By Ian Barnett, group land and improvement director, LRG
I spend a lot of my time in conversations between landowners about improvement, and one theme runs by virtually each dialogue: the idea amongst landowners that when you wait lengthy sufficient, the land will at all times be value extra. In 2026, I believe that assumption is extra harmful than ever.
Improvement prices have risen relentlessly over the previous decade. Group Infrastructure Levy, biodiversity web acquire, constructing security regulation and better reasonably priced housing necessities all sit on high larger constructions prices and improvement finance. The result’s that land values on the entire have declined.
Coverage tailwinds are actual, however they won’t final eternally
Set in opposition to these headwinds, the planning coverage atmosphere is changing into extra beneficial for these keen to maneuver. The federal government’s 1.5 million houses pledge is extraordinarily difficult given weak output to this point, however it’s driving a extra permissive planning stance. With the brand new NPPF in place, the Planning and Infrastructure Invoice near enactment and additional revisions to the NPPF on the horizon, I anticipate an extra loosening of some constraints.

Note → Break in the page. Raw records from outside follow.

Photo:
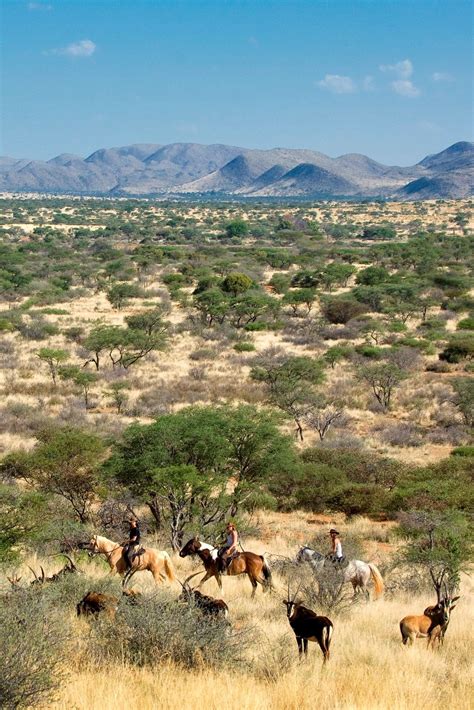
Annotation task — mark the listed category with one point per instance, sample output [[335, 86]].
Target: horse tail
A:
[[267, 575], [378, 579], [327, 636], [169, 568]]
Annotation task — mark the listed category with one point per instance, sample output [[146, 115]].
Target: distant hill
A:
[[191, 168]]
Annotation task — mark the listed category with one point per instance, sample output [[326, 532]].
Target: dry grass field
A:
[[369, 668]]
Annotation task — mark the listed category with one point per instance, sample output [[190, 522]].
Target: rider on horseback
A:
[[132, 545], [336, 547], [227, 550]]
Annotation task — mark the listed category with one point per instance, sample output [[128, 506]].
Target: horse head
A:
[[191, 547]]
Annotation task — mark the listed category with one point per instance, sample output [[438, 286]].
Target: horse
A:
[[357, 572], [254, 566], [158, 562]]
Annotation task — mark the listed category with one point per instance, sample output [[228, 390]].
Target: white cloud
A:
[[368, 83], [338, 84], [39, 6], [403, 69], [82, 48], [405, 87], [442, 76]]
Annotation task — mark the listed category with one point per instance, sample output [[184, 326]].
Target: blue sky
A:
[[388, 78]]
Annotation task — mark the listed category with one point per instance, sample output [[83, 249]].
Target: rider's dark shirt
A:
[[134, 535]]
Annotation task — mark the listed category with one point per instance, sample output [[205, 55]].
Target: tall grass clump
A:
[[32, 642]]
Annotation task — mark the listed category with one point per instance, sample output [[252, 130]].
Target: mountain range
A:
[[187, 169]]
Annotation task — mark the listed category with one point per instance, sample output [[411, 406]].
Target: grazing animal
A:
[[95, 602], [208, 605], [254, 566], [158, 562], [357, 572], [69, 568], [432, 624], [308, 626]]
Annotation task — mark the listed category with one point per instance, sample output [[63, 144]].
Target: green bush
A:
[[33, 641], [162, 629], [244, 347]]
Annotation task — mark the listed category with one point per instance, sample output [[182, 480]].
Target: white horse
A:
[[357, 572]]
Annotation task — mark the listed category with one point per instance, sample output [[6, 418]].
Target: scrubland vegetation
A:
[[291, 367]]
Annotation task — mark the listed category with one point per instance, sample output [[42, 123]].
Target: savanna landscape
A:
[[292, 367]]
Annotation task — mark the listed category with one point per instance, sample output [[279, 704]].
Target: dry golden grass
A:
[[369, 668]]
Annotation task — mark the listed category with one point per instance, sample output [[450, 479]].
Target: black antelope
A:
[[207, 605], [69, 568], [308, 626], [432, 624]]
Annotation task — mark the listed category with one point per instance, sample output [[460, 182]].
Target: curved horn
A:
[[73, 566], [36, 576], [193, 575]]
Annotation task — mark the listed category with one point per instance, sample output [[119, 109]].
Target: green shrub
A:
[[244, 347], [161, 629], [369, 351], [466, 451], [33, 641]]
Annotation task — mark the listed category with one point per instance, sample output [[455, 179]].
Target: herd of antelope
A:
[[305, 623]]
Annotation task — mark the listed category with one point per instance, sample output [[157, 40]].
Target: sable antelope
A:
[[14, 580], [254, 566], [432, 624], [208, 605], [95, 602], [357, 572], [155, 561], [68, 568], [308, 626]]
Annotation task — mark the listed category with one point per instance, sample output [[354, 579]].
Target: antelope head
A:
[[291, 602]]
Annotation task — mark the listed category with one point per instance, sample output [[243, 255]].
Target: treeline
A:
[[195, 468]]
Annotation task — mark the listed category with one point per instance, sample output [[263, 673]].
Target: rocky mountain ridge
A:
[[188, 169]]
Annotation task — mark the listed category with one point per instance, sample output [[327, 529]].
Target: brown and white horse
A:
[[254, 566], [158, 562]]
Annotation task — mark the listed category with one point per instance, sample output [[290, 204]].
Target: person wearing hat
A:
[[133, 543], [336, 546]]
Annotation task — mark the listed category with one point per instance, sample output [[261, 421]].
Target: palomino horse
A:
[[357, 572], [157, 562], [254, 566]]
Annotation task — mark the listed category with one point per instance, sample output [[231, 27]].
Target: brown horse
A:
[[254, 566], [157, 562]]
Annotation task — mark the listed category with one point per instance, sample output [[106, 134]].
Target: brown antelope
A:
[[308, 626], [432, 624], [254, 566], [207, 605]]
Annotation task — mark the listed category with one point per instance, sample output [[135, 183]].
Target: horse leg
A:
[[253, 582], [207, 576], [300, 646]]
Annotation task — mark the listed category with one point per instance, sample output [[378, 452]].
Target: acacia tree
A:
[[440, 543], [53, 358], [290, 383], [197, 466], [383, 379], [65, 462], [324, 414]]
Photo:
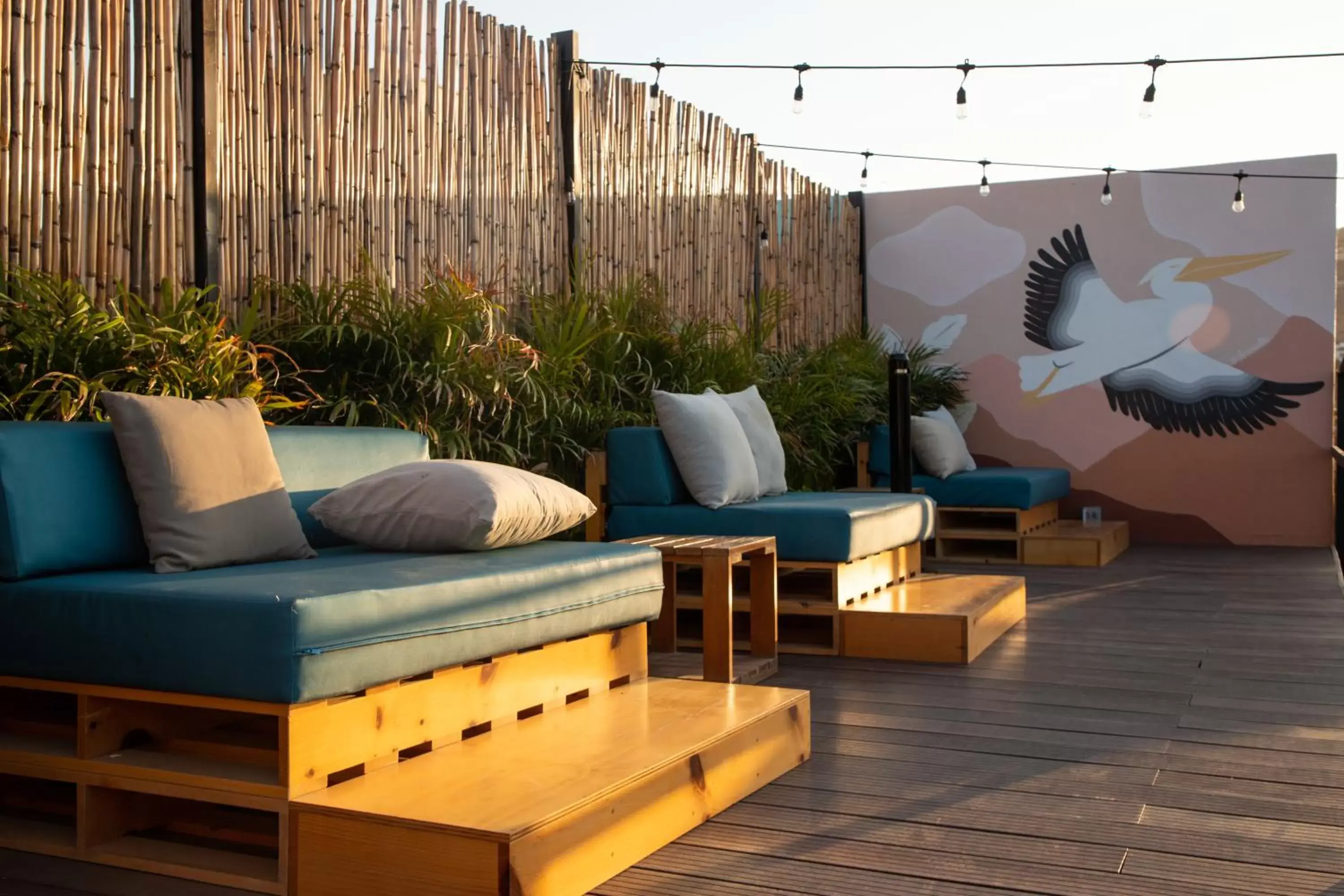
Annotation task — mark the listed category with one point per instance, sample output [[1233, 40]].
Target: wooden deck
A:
[[1172, 723]]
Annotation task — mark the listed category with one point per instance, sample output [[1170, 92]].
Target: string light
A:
[[797, 92], [961, 92], [1146, 111], [658, 73], [1238, 199]]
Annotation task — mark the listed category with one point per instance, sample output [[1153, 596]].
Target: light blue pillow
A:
[[710, 448]]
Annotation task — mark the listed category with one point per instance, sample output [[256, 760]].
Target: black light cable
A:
[[1151, 93], [961, 92], [658, 74], [959, 66], [1097, 170], [1238, 198], [797, 92]]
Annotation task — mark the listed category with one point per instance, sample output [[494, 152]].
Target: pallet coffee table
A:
[[717, 555]]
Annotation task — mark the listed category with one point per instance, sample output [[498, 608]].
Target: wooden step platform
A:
[[553, 805], [1069, 543], [746, 669], [935, 618], [199, 788]]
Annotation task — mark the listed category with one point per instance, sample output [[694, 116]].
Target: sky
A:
[[1203, 115]]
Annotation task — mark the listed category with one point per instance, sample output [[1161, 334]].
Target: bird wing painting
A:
[[1140, 350]]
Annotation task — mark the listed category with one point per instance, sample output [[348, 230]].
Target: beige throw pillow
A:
[[758, 426], [937, 447], [944, 416], [206, 482], [710, 448], [432, 507]]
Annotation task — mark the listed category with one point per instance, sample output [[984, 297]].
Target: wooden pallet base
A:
[[1072, 543], [988, 535], [199, 788], [554, 805], [811, 595], [746, 669], [935, 618]]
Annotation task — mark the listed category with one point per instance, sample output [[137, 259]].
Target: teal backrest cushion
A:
[[879, 453], [640, 469], [65, 503]]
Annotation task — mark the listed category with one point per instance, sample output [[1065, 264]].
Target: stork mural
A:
[[1140, 351]]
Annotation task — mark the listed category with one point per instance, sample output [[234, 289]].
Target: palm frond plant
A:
[[60, 350]]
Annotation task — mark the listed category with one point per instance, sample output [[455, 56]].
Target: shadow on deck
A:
[[1172, 723]]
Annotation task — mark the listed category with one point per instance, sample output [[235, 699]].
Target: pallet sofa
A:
[[984, 515], [353, 723], [1000, 513], [849, 563]]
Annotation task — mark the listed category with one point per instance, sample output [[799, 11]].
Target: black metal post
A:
[[568, 52], [205, 178], [857, 201], [898, 417], [757, 238]]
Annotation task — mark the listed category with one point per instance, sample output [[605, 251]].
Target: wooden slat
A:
[[1178, 708]]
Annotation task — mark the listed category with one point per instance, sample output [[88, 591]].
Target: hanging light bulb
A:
[[963, 111], [797, 92], [658, 65], [1146, 109]]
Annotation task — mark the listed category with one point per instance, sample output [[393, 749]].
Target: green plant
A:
[[58, 350], [933, 383], [535, 392], [437, 361]]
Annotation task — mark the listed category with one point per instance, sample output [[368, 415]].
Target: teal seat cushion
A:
[[991, 487], [998, 487], [831, 527], [640, 468], [65, 503], [995, 487], [310, 629]]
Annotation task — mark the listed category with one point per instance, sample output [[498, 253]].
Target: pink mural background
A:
[[949, 268]]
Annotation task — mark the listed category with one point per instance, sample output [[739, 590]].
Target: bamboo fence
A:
[[93, 142], [402, 138], [404, 135], [671, 193]]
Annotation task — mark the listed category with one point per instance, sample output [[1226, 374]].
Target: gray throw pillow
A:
[[939, 447], [206, 482], [710, 448], [433, 507], [767, 448]]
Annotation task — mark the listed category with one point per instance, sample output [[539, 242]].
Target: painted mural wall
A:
[[1175, 357]]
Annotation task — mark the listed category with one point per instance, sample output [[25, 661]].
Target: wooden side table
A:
[[717, 555]]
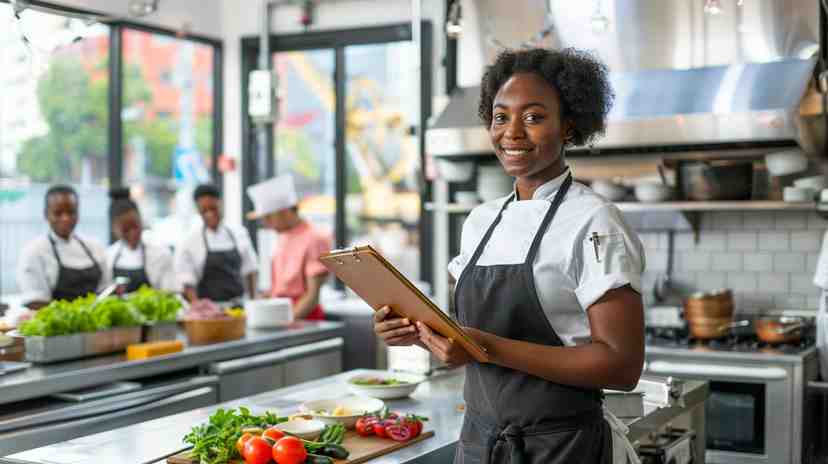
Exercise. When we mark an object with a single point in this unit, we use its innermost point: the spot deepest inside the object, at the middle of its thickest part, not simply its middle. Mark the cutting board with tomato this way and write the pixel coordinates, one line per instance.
(362, 449)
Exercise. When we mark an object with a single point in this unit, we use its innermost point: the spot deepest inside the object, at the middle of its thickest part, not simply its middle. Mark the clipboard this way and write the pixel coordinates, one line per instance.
(380, 284)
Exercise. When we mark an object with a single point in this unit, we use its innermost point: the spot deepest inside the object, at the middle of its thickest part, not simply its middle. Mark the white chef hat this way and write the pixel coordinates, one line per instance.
(272, 195)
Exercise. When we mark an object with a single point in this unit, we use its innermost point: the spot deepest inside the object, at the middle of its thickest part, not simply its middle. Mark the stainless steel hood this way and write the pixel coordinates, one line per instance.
(682, 79)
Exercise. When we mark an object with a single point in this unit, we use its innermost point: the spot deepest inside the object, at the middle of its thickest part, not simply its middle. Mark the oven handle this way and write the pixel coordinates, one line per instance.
(758, 373)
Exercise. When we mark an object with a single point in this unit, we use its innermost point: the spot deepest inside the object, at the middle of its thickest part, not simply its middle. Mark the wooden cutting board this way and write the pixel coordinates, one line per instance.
(362, 449)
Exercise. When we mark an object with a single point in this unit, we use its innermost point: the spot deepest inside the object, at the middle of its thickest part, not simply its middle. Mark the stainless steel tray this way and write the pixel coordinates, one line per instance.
(66, 347)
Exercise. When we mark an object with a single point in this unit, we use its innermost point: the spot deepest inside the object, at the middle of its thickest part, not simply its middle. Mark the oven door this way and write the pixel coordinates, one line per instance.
(748, 413)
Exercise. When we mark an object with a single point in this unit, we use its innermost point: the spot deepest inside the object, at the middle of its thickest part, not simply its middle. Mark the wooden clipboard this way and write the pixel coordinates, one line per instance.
(380, 284)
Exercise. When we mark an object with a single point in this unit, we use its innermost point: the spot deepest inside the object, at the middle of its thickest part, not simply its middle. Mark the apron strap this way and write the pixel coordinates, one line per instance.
(556, 203)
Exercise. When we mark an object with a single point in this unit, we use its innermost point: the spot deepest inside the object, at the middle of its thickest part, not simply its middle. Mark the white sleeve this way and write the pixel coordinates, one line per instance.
(31, 274)
(821, 274)
(250, 261)
(185, 265)
(620, 258)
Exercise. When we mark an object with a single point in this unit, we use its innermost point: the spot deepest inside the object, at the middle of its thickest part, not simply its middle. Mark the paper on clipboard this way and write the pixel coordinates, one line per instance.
(380, 284)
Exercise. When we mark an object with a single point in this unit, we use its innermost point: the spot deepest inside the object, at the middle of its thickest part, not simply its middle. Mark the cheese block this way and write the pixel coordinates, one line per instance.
(148, 350)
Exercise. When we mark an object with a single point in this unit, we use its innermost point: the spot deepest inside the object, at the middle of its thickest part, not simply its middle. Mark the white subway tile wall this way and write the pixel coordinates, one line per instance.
(767, 258)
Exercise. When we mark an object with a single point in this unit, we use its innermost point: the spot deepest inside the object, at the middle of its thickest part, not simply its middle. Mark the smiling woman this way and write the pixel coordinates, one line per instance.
(549, 264)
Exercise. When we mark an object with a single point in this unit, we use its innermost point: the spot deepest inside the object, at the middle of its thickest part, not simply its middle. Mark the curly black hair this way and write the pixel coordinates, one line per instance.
(581, 80)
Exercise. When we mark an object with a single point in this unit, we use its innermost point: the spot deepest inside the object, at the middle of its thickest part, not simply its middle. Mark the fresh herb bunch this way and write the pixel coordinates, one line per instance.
(81, 315)
(155, 305)
(215, 441)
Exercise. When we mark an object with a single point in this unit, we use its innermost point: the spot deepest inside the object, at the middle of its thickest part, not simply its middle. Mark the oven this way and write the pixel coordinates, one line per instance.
(754, 413)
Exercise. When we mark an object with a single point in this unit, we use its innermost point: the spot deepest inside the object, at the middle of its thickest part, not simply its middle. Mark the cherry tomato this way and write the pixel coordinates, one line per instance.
(365, 425)
(242, 440)
(256, 451)
(274, 434)
(289, 450)
(379, 428)
(399, 431)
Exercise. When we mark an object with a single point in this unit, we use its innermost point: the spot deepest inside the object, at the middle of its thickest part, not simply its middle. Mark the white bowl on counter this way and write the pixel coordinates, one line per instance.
(652, 192)
(455, 171)
(345, 410)
(268, 313)
(306, 429)
(406, 386)
(797, 194)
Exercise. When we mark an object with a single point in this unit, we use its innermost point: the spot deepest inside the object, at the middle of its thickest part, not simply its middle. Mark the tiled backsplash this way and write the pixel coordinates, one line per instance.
(767, 258)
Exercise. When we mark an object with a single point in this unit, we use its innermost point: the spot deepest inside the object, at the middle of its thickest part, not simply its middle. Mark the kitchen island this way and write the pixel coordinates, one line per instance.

Alongside this we’ll quickly see a set of non-statutory nationwide improvement administration insurance policies, new design codes, a renewed give attention to brownfield (once more!), assist for SMEs and the top of the responsibility to co-operate. There are additionally wise selections on Landfill Tax, the place ministers have stepped again from adjustments that might have pushed prices larger and undermined housing supply.
The English Devolution and Group Empowerment Invoice will usher in spatial improvement methods and new strategic authorities. That long-awaited return to regional planning ought to permit extra coherent planning throughout boundaries as long as it has time to mattress in.
Gray belt, brownfield and new cities will form the map
For 2026, I see the best alternative in three areas:
First, gray belt and a few Inexperienced Belt places will come into sharper focus because the trade construct an understanding of how the coverage is interpreted. Builders are actively looking for lifelike alternatives in these areas. Landowners who perceive present values and coverage, quite than yesterday’s headline figures, will likely be finest positioned to agree offers.
Second, brownfield is once more being prioritised. In London, the Houses for London coverage observe permits a extra versatile strategy that ought to assist extra lifelike land pricing on complicated city websites.
Third, the brand new cities programme. Figuring out as much as 12 places, with potential for round 300,000 houses, is precisely the form of long-term considering the system has lacked though there’s a danger that speculative schemes and triggered choices may complicate supply the second purple strains seem on the map. Landowners in and round candidate places ought to search clear, early recommendation, but in addition perceive the probably timeframes concerned.
What I need to see from authorities in early 2026
Progress has been made on planning reform, however coverage nonetheless treats land, planning, improvement and property gross sales as separate worlds. If ministers need the 1.5 million houses goal to stay credible, they need to align each ends of the chain: a planning system that permits good schemes to return ahead and a gross sales atmosphere that provides consumers confidence.#
For landowners, my recommendation is that 2026 favours those that have interaction with this new actuality, safe planning the place acceptable and agree offers that work in in the present day’s market.